Gastkommentar von Andreas Gran

Eine wirklich freie Gesellschaft braucht in Rechtsfragen kompetente Bürgerinnen und Bürger. Heißt: Das juristische Basiswissen muss gestärkt werden.

Hier ist die Ungleichheit augenfällig: zwei unterschiedlich große Kuchenstücke Foto: Lubitz + Dorner/plainpicture

R echt haben, recht geben, im Recht sein – das sind allesamt Redewendungen, mit denen wir ausdrücken, was wir als Recht empfinden, also uns „im Recht fühlen“. Fühlen können das nämlich alle. Wissen davon haben aber nur wenige, dabei wäre ein leichteres Zurechtfinden in Tausenden von Gesetzen und Verordnungen angebracht.
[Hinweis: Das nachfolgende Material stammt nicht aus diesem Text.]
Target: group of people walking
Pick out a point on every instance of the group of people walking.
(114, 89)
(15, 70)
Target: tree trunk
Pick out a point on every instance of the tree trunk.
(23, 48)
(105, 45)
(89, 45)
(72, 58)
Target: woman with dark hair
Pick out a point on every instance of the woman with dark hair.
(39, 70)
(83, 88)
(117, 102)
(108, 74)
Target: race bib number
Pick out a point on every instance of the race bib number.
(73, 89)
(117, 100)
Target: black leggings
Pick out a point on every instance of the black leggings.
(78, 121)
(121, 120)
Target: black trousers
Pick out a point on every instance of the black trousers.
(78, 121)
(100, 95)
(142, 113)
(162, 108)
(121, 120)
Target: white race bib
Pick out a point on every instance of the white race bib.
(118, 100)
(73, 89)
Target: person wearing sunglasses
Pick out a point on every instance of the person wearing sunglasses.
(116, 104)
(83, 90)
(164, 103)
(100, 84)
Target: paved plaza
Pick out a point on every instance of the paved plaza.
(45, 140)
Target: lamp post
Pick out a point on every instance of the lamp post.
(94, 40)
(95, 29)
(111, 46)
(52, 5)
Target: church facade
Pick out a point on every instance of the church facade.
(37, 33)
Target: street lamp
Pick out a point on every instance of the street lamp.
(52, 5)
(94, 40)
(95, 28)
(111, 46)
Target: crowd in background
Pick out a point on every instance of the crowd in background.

Oft gerät aus dem Blick, dass eine Rechtsordnung verstanden sein muss, wenn sie Zusammenleben erleichtern soll.

Andreas Gran

ist Rechtsanwalt in Frankfurt am Main und Hochschullehrer an der privaten International School of Management (ISM) in Berlin und Frankfurt.

Was ist eigentlich Recht? Vereinfacht lässt es sich entweder als dasjenige definieren, was die Gesetzgebung geschaffen hat, oder als ein Empfinden, welches uns naturgemäß gegeben ist. Entwendet jemand unser Fahrrad, wird das niemand hinnehmen wollen, ganz gleich ob die dazu passende Gesetzesvorgabe (§ 985 aus dem Bürgerlichen Gesetzbuch) bekannt ist. Es gibt also ein grobes „Gerechtigkeitsempfinden“, das aber diffus und subjektiv ist.

Ein Beispiel: Meinungsstreit bei Wohnraumknappheit. Verbindliche Regeln für das zwischenmenschliche Miteinander sind also sinnvoll. Hilfreich ist es dazu auch, diese zu dokumentieren. Seit mehr als 120 Jahren gibt es deshalb das Bürgerliche Gesetzbuch (BGB) als zentrale Rechtsgrundlage. Aber kaum jemand hat es im Bücherschrank stehen. Wesentliches daraus sollte aber Allgemeinbildung sein. Dieses Gesetzbuch ist nämlich die Grundlage für alltägliche Einkäufe und umfasst viel, was uns den Alltag erleichtern kann. Besonders hilfreich wäre es deshalb, wenn diejenigen, um deren Leben es geht, wissen und nicht nur fühlen, was geregelt ist.

Der juristische Wissenstransfer in die Bevölkerung lässt aber zu wünschen übrig: Tatsächlich ist Rechtsbildung nur einem Teil vorbehalten. Die meisten Menschen haben kaum Zugang. Unterstützung durch Beratungsstellen für Mieter, Arbeitnehmende sowie Verbraucherinnen und Verbraucher ist nicht ausreichend vorhanden, kommt oft zu spät oder kann unverhältnismäßig aufwändig sein. Anwaltlicher Rechtsrat ist zudem mit Kosten verbunden, da ein weitreichendes Rechtsberatungsmonopol besteht. Für unsere Gesellschaft ist das riskant.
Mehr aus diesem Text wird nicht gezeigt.